Ashley Amanda Freeman is from Chicago, got her second master’s in Canada, and got her PhD in Norway. Fortunately, she says, “I’m quite fond of winter.”

So, what’s she doing in sunny Los Angeles? The short answer is – well, with Dr. Freeman (Conservation Science, MAC’13) there are no short answers. Her enthusiasm for conservation is such that she’s happy to talk all day about every aspect of it, from hygroscopic materials to “the effect of nano-sized particles in gesso” and, in general, “focusing on how the mechanics of an object change when the environment is changing.”

This quality makes her ideally suited to talk to students or others about the intersection of science and conservation, and she is committed to doing so. A long list of former professors, fellow students, and colleagues have helped her clarify her own aspirations in her fields of chemistry and conservation science, she says, and now she often works with interns in similar ways. 

“I learned how important it is to foster that type of growth for somebody.” 

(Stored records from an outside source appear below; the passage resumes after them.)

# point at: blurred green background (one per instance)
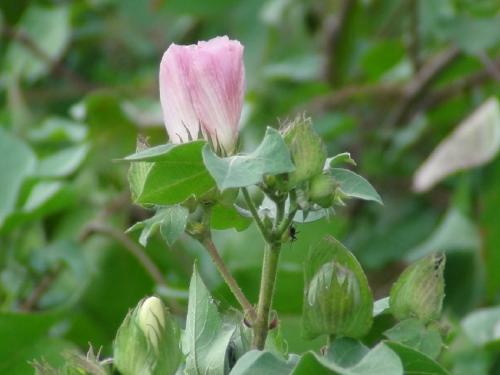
(387, 80)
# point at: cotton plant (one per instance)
(199, 179)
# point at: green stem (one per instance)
(267, 284)
(255, 214)
(228, 278)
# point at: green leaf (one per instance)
(206, 339)
(413, 333)
(17, 162)
(342, 158)
(474, 142)
(415, 362)
(337, 297)
(381, 306)
(483, 326)
(49, 30)
(354, 185)
(261, 362)
(171, 221)
(381, 360)
(346, 352)
(271, 157)
(176, 173)
(62, 163)
(225, 217)
(174, 223)
(28, 340)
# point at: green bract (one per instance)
(147, 341)
(337, 298)
(306, 148)
(419, 291)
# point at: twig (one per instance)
(255, 214)
(229, 279)
(335, 27)
(419, 86)
(414, 42)
(134, 249)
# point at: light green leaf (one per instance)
(346, 352)
(381, 360)
(176, 173)
(337, 298)
(415, 362)
(171, 221)
(344, 157)
(62, 163)
(17, 162)
(455, 233)
(225, 217)
(261, 362)
(354, 185)
(174, 223)
(271, 157)
(206, 338)
(49, 29)
(413, 333)
(474, 142)
(381, 306)
(483, 326)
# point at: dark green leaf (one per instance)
(413, 333)
(205, 339)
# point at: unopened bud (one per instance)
(306, 148)
(147, 341)
(337, 299)
(419, 291)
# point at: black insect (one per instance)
(292, 232)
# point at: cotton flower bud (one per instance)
(337, 298)
(335, 303)
(201, 92)
(147, 342)
(321, 190)
(306, 148)
(419, 291)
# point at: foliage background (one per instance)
(386, 80)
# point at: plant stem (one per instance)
(255, 214)
(268, 280)
(228, 278)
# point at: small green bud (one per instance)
(419, 291)
(306, 148)
(147, 341)
(321, 190)
(337, 299)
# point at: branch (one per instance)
(135, 250)
(229, 279)
(414, 42)
(335, 26)
(419, 86)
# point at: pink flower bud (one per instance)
(201, 91)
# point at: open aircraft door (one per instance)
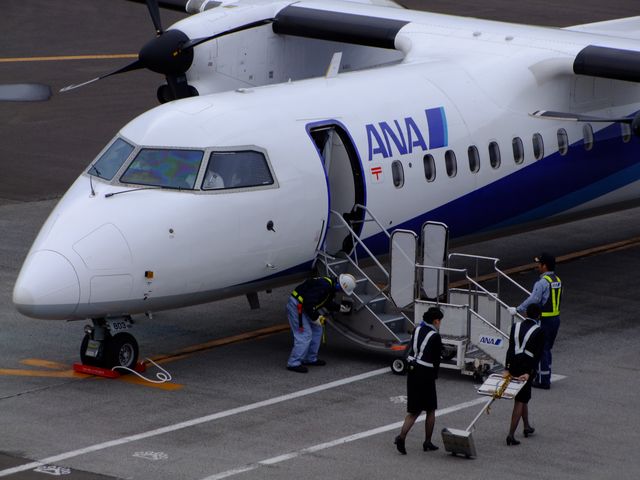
(435, 246)
(404, 246)
(345, 182)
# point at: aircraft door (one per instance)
(345, 184)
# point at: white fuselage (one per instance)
(151, 249)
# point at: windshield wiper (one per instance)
(150, 187)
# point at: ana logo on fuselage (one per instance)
(383, 139)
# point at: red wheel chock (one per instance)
(105, 372)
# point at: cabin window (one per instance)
(451, 163)
(244, 169)
(494, 154)
(474, 159)
(518, 150)
(626, 132)
(429, 168)
(161, 167)
(111, 160)
(563, 141)
(397, 172)
(538, 146)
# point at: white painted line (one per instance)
(191, 423)
(339, 441)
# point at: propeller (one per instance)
(24, 92)
(164, 54)
(576, 117)
(170, 53)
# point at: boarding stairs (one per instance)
(393, 291)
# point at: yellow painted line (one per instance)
(38, 362)
(62, 370)
(59, 58)
(40, 373)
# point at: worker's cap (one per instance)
(434, 313)
(347, 283)
(547, 259)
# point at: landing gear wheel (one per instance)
(399, 366)
(98, 361)
(122, 351)
(84, 358)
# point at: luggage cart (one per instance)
(461, 441)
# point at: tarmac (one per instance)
(231, 409)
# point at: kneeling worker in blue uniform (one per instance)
(305, 318)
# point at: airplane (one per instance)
(276, 113)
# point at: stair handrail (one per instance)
(380, 291)
(360, 242)
(474, 283)
(495, 268)
(366, 304)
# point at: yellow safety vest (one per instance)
(552, 307)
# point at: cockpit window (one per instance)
(164, 168)
(236, 170)
(111, 160)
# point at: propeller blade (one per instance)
(154, 11)
(24, 92)
(136, 65)
(197, 41)
(576, 117)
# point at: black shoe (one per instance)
(429, 447)
(317, 363)
(512, 441)
(400, 445)
(544, 386)
(298, 368)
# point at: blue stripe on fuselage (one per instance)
(544, 188)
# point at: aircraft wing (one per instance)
(621, 28)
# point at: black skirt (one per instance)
(421, 389)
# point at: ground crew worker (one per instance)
(526, 341)
(306, 320)
(425, 350)
(546, 293)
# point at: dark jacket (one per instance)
(519, 363)
(317, 293)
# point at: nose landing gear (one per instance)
(105, 345)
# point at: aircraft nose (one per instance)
(47, 286)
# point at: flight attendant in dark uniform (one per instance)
(526, 343)
(424, 360)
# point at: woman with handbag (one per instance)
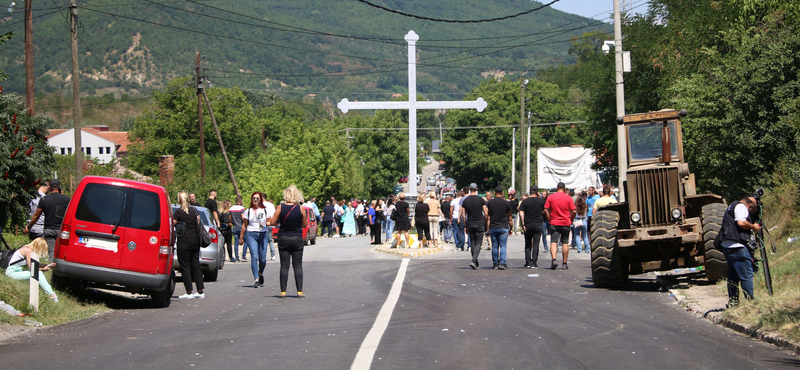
(292, 218)
(189, 247)
(254, 232)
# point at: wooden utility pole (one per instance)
(76, 92)
(200, 120)
(29, 92)
(221, 145)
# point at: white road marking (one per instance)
(370, 344)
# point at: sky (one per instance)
(596, 9)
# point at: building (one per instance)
(97, 142)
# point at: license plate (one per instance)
(100, 243)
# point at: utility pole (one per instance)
(221, 145)
(29, 86)
(523, 83)
(199, 84)
(76, 91)
(622, 148)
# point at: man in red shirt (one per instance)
(559, 210)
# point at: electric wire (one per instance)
(454, 20)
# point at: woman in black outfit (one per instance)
(402, 223)
(189, 247)
(292, 219)
(422, 221)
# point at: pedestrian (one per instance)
(388, 210)
(236, 219)
(189, 247)
(474, 215)
(580, 227)
(531, 210)
(226, 227)
(434, 208)
(21, 259)
(457, 226)
(349, 227)
(514, 203)
(254, 234)
(421, 221)
(48, 206)
(559, 209)
(374, 224)
(402, 223)
(211, 204)
(500, 224)
(445, 220)
(292, 219)
(327, 219)
(269, 206)
(605, 200)
(736, 236)
(37, 230)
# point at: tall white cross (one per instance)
(412, 105)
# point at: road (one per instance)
(446, 316)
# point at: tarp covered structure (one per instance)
(570, 165)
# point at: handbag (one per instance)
(202, 233)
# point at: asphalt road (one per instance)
(447, 316)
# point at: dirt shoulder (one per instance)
(696, 295)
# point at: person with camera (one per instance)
(736, 240)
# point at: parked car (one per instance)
(309, 232)
(117, 234)
(212, 258)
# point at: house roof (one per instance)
(119, 138)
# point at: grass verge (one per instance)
(779, 312)
(16, 293)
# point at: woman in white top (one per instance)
(254, 233)
(21, 259)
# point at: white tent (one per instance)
(570, 165)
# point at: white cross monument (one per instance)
(412, 105)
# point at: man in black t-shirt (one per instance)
(499, 224)
(444, 221)
(53, 207)
(474, 216)
(211, 204)
(531, 210)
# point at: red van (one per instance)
(117, 234)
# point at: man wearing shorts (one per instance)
(560, 210)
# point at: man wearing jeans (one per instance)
(559, 209)
(474, 215)
(499, 224)
(458, 227)
(735, 234)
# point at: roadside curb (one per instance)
(717, 317)
(405, 252)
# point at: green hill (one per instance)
(332, 48)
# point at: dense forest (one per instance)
(331, 48)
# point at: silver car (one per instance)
(212, 258)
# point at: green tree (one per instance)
(170, 125)
(25, 158)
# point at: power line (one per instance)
(453, 20)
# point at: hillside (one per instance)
(332, 48)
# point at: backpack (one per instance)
(5, 257)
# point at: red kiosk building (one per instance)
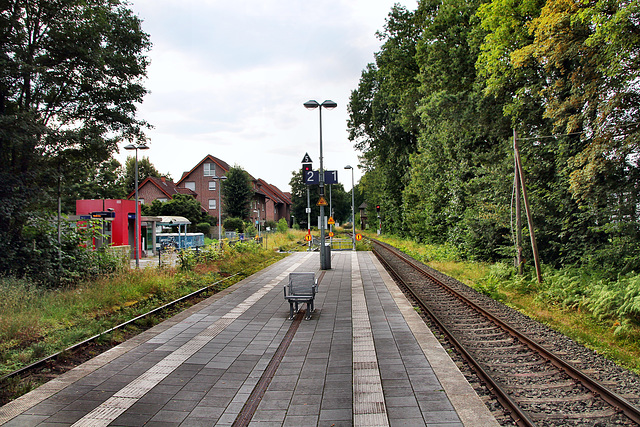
(118, 216)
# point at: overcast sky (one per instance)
(228, 78)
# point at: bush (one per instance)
(234, 224)
(271, 225)
(204, 228)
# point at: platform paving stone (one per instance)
(313, 384)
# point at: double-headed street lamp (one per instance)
(136, 234)
(218, 206)
(353, 208)
(329, 105)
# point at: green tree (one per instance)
(383, 120)
(237, 193)
(104, 181)
(145, 169)
(70, 76)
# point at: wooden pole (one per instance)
(534, 246)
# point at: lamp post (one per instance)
(329, 105)
(136, 234)
(353, 208)
(218, 206)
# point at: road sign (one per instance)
(330, 177)
(312, 177)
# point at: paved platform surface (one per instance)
(364, 359)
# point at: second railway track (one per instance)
(537, 379)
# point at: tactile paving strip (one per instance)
(369, 408)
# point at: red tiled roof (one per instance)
(217, 161)
(166, 186)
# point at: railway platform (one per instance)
(365, 358)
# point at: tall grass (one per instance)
(36, 321)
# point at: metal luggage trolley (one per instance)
(302, 288)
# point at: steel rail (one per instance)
(76, 346)
(89, 340)
(518, 415)
(615, 400)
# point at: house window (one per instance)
(209, 169)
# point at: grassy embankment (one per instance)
(603, 315)
(36, 322)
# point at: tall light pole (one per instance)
(329, 105)
(219, 206)
(258, 212)
(353, 208)
(136, 234)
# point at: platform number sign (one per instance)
(307, 173)
(307, 168)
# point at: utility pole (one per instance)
(534, 246)
(516, 179)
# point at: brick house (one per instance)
(275, 203)
(160, 189)
(199, 180)
(271, 203)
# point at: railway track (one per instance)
(533, 378)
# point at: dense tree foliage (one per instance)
(70, 76)
(454, 80)
(237, 193)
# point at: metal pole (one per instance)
(322, 236)
(219, 214)
(308, 215)
(532, 235)
(330, 212)
(353, 211)
(135, 234)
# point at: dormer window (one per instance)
(209, 169)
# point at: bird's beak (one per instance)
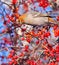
(22, 17)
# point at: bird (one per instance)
(36, 18)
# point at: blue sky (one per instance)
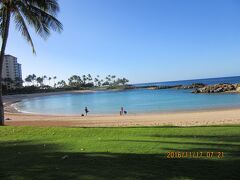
(142, 40)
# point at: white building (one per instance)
(11, 70)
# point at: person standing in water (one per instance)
(86, 110)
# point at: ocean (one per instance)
(134, 101)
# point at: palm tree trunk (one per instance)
(6, 23)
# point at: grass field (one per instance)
(118, 153)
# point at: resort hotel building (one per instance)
(12, 72)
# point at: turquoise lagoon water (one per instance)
(134, 101)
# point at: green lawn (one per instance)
(118, 153)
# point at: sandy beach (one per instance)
(194, 118)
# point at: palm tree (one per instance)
(89, 78)
(40, 81)
(84, 79)
(34, 78)
(44, 77)
(54, 78)
(40, 14)
(28, 79)
(49, 80)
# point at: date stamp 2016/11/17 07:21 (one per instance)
(180, 155)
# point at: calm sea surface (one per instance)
(134, 101)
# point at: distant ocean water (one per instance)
(209, 81)
(134, 101)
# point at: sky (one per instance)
(142, 40)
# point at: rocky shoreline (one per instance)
(219, 88)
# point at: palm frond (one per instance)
(22, 27)
(41, 20)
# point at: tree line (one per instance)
(75, 81)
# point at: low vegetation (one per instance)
(118, 153)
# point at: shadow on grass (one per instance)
(30, 160)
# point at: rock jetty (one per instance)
(219, 88)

Before Queen’s, Dr. Freeman earned a master’s degree in chemistry from Loyola University Chicago, and afterward she completed her PhD in mechanical and industrial engineering at the Norwegian University of Science and Technology. 

Currently, she’s on staff at the Getty Conservation Institute, perched on an arid hill near the J. Paul Getty Museum overlooking L.A. She works on preserving cultural heritage by examining the impact of environmental factors, such as temperature and humidity, on cultural heritage objects. Previously, she worked at the Los Angeles County Museum of Art and still volunteers there on research projects.


 

  • Woman looking through a microscope at a painting

    Jocelyn Hillier

Jocelyn Hillier is a recently minted example of how Queen’s competes with graduate-level art conservation programs in the United States.

Ms. Hillier (Paintings Conservation, MAC’23) has both Canadian and American citizenship, and continues to have a bifurcated relationship with the two countries. 

“I was born and raised in Canada, but hold American citizenship,” Ms. Hillier says. “I have only worked in American institutions and American studios, while I have received all of my education in Canada.”

Her border straddling has now gone international, as she is working at the Mauritshuis in The Hague, on a Fulbright fellowship in collaboration with the organization American Friends of the Mauritshuis.

The Dutch connection was elemental to her decision to study at Queen’s. 

“The Queen’s Art Conservation program has great connections to the Agnes [Etherington] gallery on campus, which has a very impressive art collection, specifically in the Dutch Golden Age, which is my main area of interest.”

At Queen’s, she was invited to participate in a collaborative research study in which the Mauritshuis and the Ashmolean Museum at Oxford University would conduct a series of technical analyses on Rembrandt tronies, which are character studies that were frequently produced by the 17th-century Dutch master and his workshop.

Queen’s had recently acquired its X-ray fluorescence spectrometer, “and one of the first things that we scanned with it was the Rembrandt … It was a genuine honour to be able to work on that project.”

Don’t ask Ms. Hillier what secrets they discovered buried within the work of the Dutch master. 

“We haven’t published all of our information, so I’m not necessarily able to say some of the profound results that we found,” she says, and smiles. “It’s very, very exciting for me.”